From RNN to LSTM | Cipher's Blog

Pytorch

Publish Date: 2022-06-01

Update Date: 2022-12-23

Read Count:

RNN and LSTM

nn.embedding

nn.embedding 构造一个vocab size的lookup table，每个vocabulary用hidden_size维度的向量表示

>>> embedding = nn.Embedding(10, 3)
>>> embedding.weight

# Parameter containing:          
# tensor([[ 1.2402, -1.0914, -0.5382],
#         [-1.1031, -1.2430, -0.2571],
#         [ 1.6682, -0.8926, 1.4263],
#         [ 0.8971, 1.4592, 0.6712],
#         [-1.1625, -0.1598, 0.4034],
#         [-0.2902, -0.0323, -2.2259],
#         [ 0.8332, -0.2452, -1.1508],
#         [ 0.3786, 1.7752, -0.0591],
#         [-1.8527, -2.5141, -0.4990],
#         [-0.6188, 0.5902, -0.0860]], requires_grad=True)

>>> embedding.weight.size
# torch.Size([10, 3])

# note that input is indices, the size of which is [2,4]
input = torch.LongTensor([[1,2,4,5],[4,3,2,9]])

a = embedding(input)   
print(a)
# tensor([[[-1.1031, -1.2430, -0.2571],   
#          [ 1.6682, -0.8926, 1.4263],  
#          [-1.1625, -0.1598, 0.4034],
#          [-0.2902, -0.0323, -2.2259]],
#         [[-1.1625, -0.1598, 0.4034],
#          [ 0.8971, 1.4592, 0.6712],
#          [ 1.6682, -0.8926, 1.4263],
#          [-0.6188, 0.5902, -0.0860]]], grad_fn=<EmbeddingBackward>)

print(a.size())
# torch.Size([2, 4, 3])

a = embedding(input)是去embedding.weight中取对应index的词向量！

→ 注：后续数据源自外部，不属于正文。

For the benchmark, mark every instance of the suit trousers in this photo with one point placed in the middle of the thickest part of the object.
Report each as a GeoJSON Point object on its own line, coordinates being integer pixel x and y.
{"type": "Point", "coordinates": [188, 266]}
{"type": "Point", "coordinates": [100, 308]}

看a的第一行，input处index=1，对应取出weight中index=1的值，即按index取词向量！

Vanilla RNN

RNN

bs = 20
vocab_size =10000

class three_layer_recurrent_net(nn.Module):
	def __init__(self, hidden_size):
        super(three_layer_recurrent_net, self).__init__()
			self.layer1 = nn.Embedding( vocab_size  , hidden_size )
			self.layer2 = nn.RNN(       hidden_size , hidden_size )
			self.layer3 = nn.Linear(    hidden_size , vocab_size  )
		
        def forward(self, word_seq, h_init ):
			g_seq = self.layer1( word_seq ) 
			h_seq , h_final  =  self.layer2( g_seq , h_init )
			score_seq = self.layer3( h_seq )
			return score_seq, h_final

nn.RNN(input_size, hidden_size, num_layers=1, nonlinearity=tanh, bias=True, batch_first=False, dropout=0, bidirectional=False)

input_size输入特征的维度，一般rnn中输入的是词向量，那么 input_size 就等于一个词向量的维度（nn.Embedding()里定义了词向量维度）,或词向量的feature。

hidden_size隐藏层神经元个数，或者也叫输出的维度（因为rnn输出为各个时间步上的隐藏状态），可以不等于input_size，网络中会自动进行升降维度。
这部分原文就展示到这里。